Античная традиция оставила несколько версий о происхождении этрусков. Гелланик Лесбосский утверждал, что «предками этрусков были пелазги[115], изгнанные эллинами и поселившиеся в северной Италии <…> Эта теория датирует появление этрусков в Италии концом II тыс. и связывает это событие с “гибелью” крито-микенской культуры <…>.

Можно предположить, что расселение пелазгов происходило следующим образом. Пришедшие из Малой Азии в Грецию, они начали затем перебираться на Апеннинский полуостров (II тыс. до н. э.). Постепенно часть их расселяется далее и достигает Пиренеев, где они живут с I тыс. до н. э. Оставшаяся же часть соединилась с романскими племенами, и в них, можно сказать, растворилась, передав им свою великую культуру[116]. Если принять эту гипотезу, то становится объяснимым “исчезновение” пелазгов с исторической арены»[117].

Геродот, повествуя о переселении этрусков в Италию из Лидии (на территории совр.
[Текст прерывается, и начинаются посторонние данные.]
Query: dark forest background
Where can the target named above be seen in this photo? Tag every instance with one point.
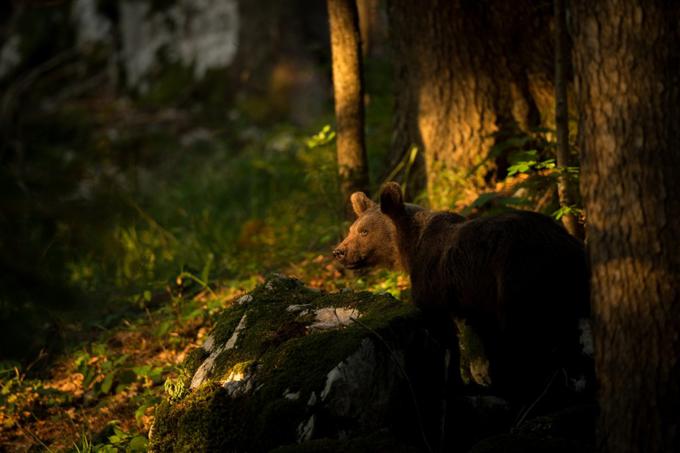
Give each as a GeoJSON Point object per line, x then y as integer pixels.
{"type": "Point", "coordinates": [159, 158]}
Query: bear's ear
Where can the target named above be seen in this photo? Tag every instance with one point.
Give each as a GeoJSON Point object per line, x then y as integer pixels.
{"type": "Point", "coordinates": [361, 203]}
{"type": "Point", "coordinates": [391, 199]}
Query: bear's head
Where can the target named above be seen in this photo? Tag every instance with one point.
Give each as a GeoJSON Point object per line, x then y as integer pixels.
{"type": "Point", "coordinates": [371, 241]}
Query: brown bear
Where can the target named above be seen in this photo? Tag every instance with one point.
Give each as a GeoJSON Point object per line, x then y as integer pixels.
{"type": "Point", "coordinates": [518, 278]}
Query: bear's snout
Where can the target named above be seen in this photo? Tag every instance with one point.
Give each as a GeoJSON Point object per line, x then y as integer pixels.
{"type": "Point", "coordinates": [339, 253]}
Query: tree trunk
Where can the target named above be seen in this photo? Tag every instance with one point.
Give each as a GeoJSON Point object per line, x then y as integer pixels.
{"type": "Point", "coordinates": [369, 25]}
{"type": "Point", "coordinates": [458, 90]}
{"type": "Point", "coordinates": [348, 89]}
{"type": "Point", "coordinates": [627, 65]}
{"type": "Point", "coordinates": [562, 57]}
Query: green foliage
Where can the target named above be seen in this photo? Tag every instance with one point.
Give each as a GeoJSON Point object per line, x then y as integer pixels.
{"type": "Point", "coordinates": [324, 137]}
{"type": "Point", "coordinates": [532, 175]}
{"type": "Point", "coordinates": [118, 441]}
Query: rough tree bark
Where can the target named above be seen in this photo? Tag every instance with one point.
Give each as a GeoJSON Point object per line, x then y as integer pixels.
{"type": "Point", "coordinates": [627, 66]}
{"type": "Point", "coordinates": [457, 87]}
{"type": "Point", "coordinates": [562, 58]}
{"type": "Point", "coordinates": [369, 24]}
{"type": "Point", "coordinates": [348, 88]}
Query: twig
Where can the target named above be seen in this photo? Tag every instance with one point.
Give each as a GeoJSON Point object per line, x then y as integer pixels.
{"type": "Point", "coordinates": [539, 398]}
{"type": "Point", "coordinates": [408, 381]}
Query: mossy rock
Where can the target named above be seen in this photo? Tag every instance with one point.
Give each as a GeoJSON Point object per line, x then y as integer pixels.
{"type": "Point", "coordinates": [289, 365]}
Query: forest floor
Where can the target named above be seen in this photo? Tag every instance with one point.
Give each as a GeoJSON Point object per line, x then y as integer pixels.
{"type": "Point", "coordinates": [102, 395]}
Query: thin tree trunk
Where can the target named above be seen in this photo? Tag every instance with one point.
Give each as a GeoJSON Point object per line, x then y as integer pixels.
{"type": "Point", "coordinates": [369, 24]}
{"type": "Point", "coordinates": [627, 65]}
{"type": "Point", "coordinates": [456, 89]}
{"type": "Point", "coordinates": [348, 88]}
{"type": "Point", "coordinates": [562, 55]}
Турции), отмечает, что этруски исчезли как народ потому, что они предали забвению свой язык, который ко II в. окончательно вытеснила латынь[118]. Гипотеза Геродота о родине этрусков подкрепляется двумя надписями на стеле недалеко от древней Трои[119]. Даже в эпоху Римской республики, когда этрусский язык еще существовал, малоазийское происхождение этого народа считалось общепризнанным.

Римский писатель Юстин (историк времен Юлия Цезаря) писал: «…ибо так же, как народ тусков (этрусков. – С. М.), живущих на побережье Тосканского моря, пришли из Лидии, так и венеты, известные как обитатели Ядранского моря, были изгнаны из захваченной Антинором Трои»[120].

«В XVIII–XI вв. до н. э., задолго до, а затем сразу же после Троянской воны, большая часть праславянских лелегов, брежан, венедов и др.[121] переселилась из Троады в Этрурию, получив здесь имя этрусков, среди которых впервые появляются русы[122]»[123].

Итак, этруски – не кто иные, как известные нам из поэм Гомера и Виргилия троянцы; историческая связь этрусков с древней Троей становится постоянным местом в работах многих исследователей[124]. О гибели Трои от древних времен и до наших дней написано немало. Присоединим к сказанному несколько соображений.

«Прежде всего, – пишет Тит Ливий, – достаточно хорошо известно, что по взятии Трои ахейцы жестоко расправились с троянцами: лишь с двоими, Энеем и Антинором, не поступили они по законам войны <…> Антинор с немалым числом энетов (венетов. – С. М.), изгнанных мятежом из Пафлагонии и искавших нового места да и вождя, взамен погибшего под Троей царя Пилемена, прибыл в отдаленный залив Адриатического моря, и по изгнании евганеев, которые жили между морем и Альпами, энеты с троянцами владели этой землей. Место, где они высадились впервые, зовется Троей, потому и округа зовется Троянской, а весь народ называется венеты <…> Эней, гонимый от дома таким же несчастьем <…> прибыл в Македонию, откуда <…> в Сицилию, из Сицилии направил свой путь в Лаврентскую область. Троей именуют и эту область»[125].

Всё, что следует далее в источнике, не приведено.